A healthy adult tortoise with a properly functioning automated setup can be left for 2–3 days. Leave fresh greens in a food dish, top up the water, and verify the thermostat is controlling temperatures correctly. For trips longer than three days, arrange for someone to check in daily — food may need refreshing, water bowls can tip over, and thermostat failures can be fatal if not caught quickly. Baby tortoises should never be left alone overnight due to their higher vulnerability to temperature fluctuations.

What not to do with a tortoise?

The most dangerous mistakes are: using cedar or pine substrate (toxic aromatic oils), keeping a tortoise without UVB lighting (causes MBD within months), feeding animal protein like dog or cat food (causes kidney failure and shell deformities), dropping a tortoise (shell cracks and internal injuries), submerging a tortoise in deep water (they can drown — they absorb water through soaking, not swimming), and keeping the enclosure too cold (digestion stops below 60°F and the immune system shuts down). When in doubt, consult a reptile-specific care guide rather than general pet advice.
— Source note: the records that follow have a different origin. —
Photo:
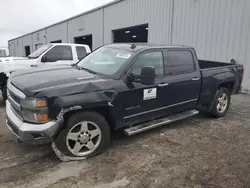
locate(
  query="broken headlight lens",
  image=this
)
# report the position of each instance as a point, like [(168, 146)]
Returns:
[(35, 110), (35, 117)]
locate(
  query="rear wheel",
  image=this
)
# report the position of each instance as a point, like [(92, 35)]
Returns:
[(221, 102), (87, 134)]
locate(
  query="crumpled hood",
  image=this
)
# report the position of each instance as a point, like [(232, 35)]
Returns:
[(63, 78), (15, 64)]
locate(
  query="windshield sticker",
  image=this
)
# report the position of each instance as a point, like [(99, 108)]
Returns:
[(104, 63), (125, 56)]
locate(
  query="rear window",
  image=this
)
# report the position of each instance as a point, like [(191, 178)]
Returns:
[(39, 51), (81, 52), (179, 62)]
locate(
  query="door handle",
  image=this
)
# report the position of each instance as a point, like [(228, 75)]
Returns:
[(163, 85), (195, 79)]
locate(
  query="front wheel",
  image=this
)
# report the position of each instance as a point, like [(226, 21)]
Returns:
[(221, 103), (87, 134)]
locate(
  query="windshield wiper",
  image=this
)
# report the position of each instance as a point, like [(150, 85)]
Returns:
[(90, 71)]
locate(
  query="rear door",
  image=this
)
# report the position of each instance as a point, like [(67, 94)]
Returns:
[(182, 81)]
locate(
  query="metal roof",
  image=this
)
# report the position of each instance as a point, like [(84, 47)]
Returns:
[(139, 46), (71, 18)]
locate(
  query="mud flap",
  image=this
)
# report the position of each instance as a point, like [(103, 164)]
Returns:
[(63, 157)]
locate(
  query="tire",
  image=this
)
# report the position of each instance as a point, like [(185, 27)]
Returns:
[(221, 103), (75, 135), (4, 93)]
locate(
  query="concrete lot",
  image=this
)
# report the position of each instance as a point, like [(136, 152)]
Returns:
[(198, 152)]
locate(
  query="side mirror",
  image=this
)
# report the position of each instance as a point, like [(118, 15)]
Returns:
[(43, 59), (148, 75)]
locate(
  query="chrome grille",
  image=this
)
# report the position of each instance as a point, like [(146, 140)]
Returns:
[(14, 97)]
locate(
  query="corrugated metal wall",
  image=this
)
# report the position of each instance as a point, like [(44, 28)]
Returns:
[(90, 23), (57, 32), (218, 29), (38, 39)]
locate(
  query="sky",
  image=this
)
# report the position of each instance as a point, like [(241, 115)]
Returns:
[(18, 17)]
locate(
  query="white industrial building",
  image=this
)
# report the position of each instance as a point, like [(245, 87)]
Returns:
[(217, 29)]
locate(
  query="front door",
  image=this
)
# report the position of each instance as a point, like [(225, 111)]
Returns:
[(141, 102), (182, 81), (58, 55)]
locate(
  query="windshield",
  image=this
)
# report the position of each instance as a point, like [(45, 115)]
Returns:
[(39, 51), (105, 60)]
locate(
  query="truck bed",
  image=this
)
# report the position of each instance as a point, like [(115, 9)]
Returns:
[(205, 64)]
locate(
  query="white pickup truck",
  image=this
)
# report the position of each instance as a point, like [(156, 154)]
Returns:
[(47, 55)]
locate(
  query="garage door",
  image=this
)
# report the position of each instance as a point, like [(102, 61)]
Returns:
[(131, 34)]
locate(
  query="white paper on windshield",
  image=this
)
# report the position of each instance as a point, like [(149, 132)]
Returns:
[(104, 63), (125, 56)]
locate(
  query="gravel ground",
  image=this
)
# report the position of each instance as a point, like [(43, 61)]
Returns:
[(197, 152)]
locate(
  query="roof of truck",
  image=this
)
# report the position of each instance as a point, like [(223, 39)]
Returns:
[(141, 46), (71, 44)]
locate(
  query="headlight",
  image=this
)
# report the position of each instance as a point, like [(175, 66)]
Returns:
[(35, 110), (35, 117), (34, 103)]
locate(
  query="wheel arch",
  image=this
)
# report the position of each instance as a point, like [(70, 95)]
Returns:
[(105, 111)]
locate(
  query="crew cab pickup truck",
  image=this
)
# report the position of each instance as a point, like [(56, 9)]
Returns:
[(47, 55), (119, 86)]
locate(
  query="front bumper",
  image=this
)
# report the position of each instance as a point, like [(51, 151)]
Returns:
[(31, 133)]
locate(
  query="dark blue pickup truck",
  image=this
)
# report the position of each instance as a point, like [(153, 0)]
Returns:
[(118, 86)]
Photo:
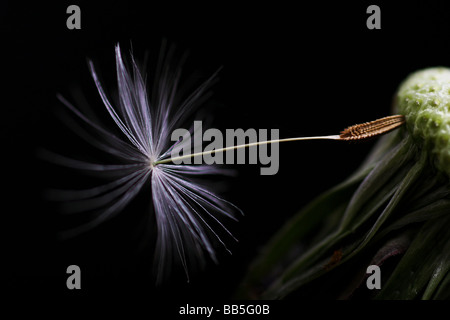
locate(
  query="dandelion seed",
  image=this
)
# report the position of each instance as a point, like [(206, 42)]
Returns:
[(189, 217)]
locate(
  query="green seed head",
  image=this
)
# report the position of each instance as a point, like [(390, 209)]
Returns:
[(424, 99)]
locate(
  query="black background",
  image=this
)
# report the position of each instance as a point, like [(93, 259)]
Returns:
[(306, 69)]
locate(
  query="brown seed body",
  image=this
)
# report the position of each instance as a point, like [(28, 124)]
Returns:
[(372, 128)]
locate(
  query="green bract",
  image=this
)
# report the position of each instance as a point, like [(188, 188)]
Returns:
[(424, 99), (393, 212)]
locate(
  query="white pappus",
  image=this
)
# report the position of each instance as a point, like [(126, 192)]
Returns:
[(188, 216)]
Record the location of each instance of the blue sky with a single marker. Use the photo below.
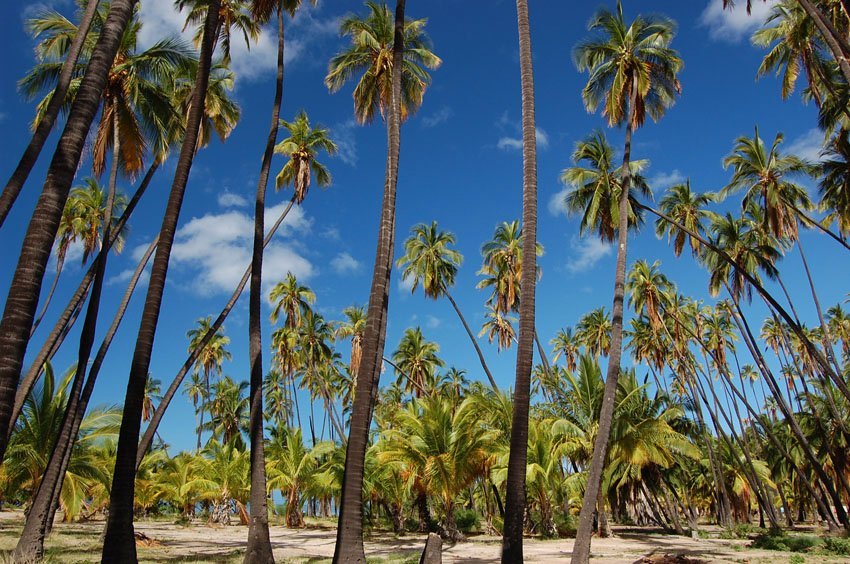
(460, 166)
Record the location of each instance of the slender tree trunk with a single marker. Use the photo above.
(25, 287)
(515, 502)
(119, 542)
(581, 548)
(45, 125)
(474, 341)
(148, 437)
(69, 315)
(349, 540)
(259, 546)
(30, 546)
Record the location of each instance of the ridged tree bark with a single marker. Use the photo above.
(150, 432)
(259, 545)
(68, 317)
(25, 287)
(349, 537)
(581, 548)
(515, 499)
(119, 543)
(45, 125)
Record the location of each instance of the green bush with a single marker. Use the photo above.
(467, 520)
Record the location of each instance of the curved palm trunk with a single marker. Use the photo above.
(25, 287)
(259, 546)
(349, 539)
(119, 542)
(69, 315)
(581, 548)
(516, 494)
(147, 438)
(42, 131)
(474, 341)
(30, 546)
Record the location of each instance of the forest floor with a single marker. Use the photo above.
(169, 542)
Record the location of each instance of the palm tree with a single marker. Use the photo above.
(378, 47)
(632, 72)
(119, 541)
(301, 147)
(515, 484)
(211, 356)
(51, 110)
(25, 286)
(687, 208)
(431, 263)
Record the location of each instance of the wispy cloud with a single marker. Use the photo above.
(586, 252)
(734, 24)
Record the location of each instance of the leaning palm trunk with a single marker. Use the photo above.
(31, 544)
(25, 287)
(45, 125)
(515, 505)
(581, 550)
(147, 438)
(119, 543)
(259, 546)
(349, 538)
(68, 317)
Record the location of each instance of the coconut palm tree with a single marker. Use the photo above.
(430, 262)
(212, 355)
(119, 541)
(392, 57)
(632, 73)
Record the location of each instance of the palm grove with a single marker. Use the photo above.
(725, 415)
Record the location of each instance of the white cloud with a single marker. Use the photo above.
(515, 143)
(664, 180)
(438, 117)
(734, 24)
(586, 253)
(344, 263)
(215, 249)
(232, 200)
(343, 135)
(807, 146)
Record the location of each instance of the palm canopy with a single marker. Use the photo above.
(765, 177)
(302, 146)
(597, 185)
(629, 61)
(429, 261)
(370, 55)
(136, 97)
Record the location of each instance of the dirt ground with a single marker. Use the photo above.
(200, 543)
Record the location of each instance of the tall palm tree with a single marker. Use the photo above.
(119, 541)
(632, 72)
(515, 484)
(392, 56)
(211, 356)
(430, 262)
(52, 109)
(25, 286)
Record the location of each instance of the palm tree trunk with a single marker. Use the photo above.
(42, 131)
(69, 315)
(474, 341)
(119, 542)
(30, 546)
(259, 548)
(25, 287)
(349, 540)
(147, 438)
(515, 504)
(581, 548)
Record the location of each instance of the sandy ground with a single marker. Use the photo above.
(201, 543)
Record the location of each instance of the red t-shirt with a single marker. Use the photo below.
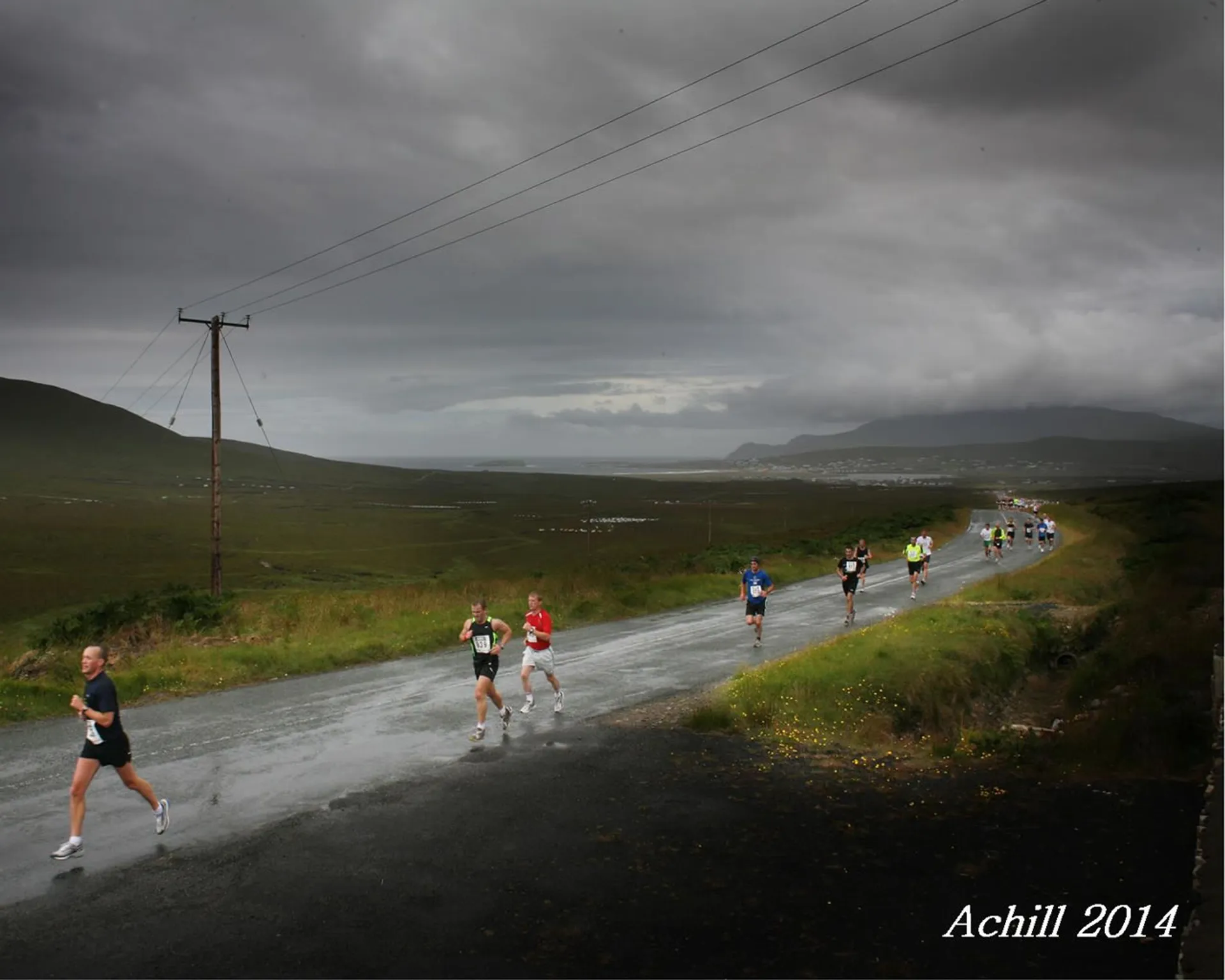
(542, 621)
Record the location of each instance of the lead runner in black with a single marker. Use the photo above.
(106, 744)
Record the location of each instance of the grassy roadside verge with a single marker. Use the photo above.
(941, 680)
(285, 634)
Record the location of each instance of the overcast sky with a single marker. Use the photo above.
(1029, 216)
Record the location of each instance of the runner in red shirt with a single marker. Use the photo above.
(538, 653)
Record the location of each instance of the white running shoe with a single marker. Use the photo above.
(68, 849)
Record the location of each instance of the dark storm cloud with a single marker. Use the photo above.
(1032, 214)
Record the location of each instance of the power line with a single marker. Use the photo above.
(259, 422)
(184, 392)
(596, 160)
(133, 406)
(172, 387)
(168, 322)
(653, 163)
(526, 160)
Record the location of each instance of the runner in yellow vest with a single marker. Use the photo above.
(914, 565)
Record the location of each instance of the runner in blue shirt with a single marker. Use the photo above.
(755, 586)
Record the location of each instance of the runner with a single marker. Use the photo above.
(914, 565)
(985, 535)
(486, 651)
(755, 586)
(538, 653)
(925, 543)
(850, 571)
(106, 744)
(864, 554)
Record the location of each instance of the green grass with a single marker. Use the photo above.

What do tortoises need in their enclosure?

Every tortoise enclosure needs: a UVB bulb replaced every 6 months, a basking heat source controlled by a thermostat, a temperature gradient with a warm side (85–95°F) and cool side (65–75°F), safe substrate at least 2 inches deep, at least one hide on the cool side, a shallow water dish, and adequate floor space — minimum 4×8 feet for an adult. Lighting should run on a 12-hour timer to simulate natural day/night cycles.

Conclusion

Proper tortoise care — the goal of this entire tortoise care guide — comes down to three pillars: the right environment, the right diet, and consistent monitoring. Get the enclosure set up correctly from the start — UVB lighting, temperature gradients, safe substrate, and adequate space — and most health problems simply never develop. Feed a varied diet rich in leafy greens and calcium, soak your tortoise regularly, and perform daily health checks.

The upfront investment in proper equipment pays for itself over decades of healthy tortoise life. For specific product recommendations in any category, explore our guides to the best tortoise enclosures and best tortoise food. A well-cared-for tortoise is a genuinely low-maintenance companion that can be part of your family for 50 years or more.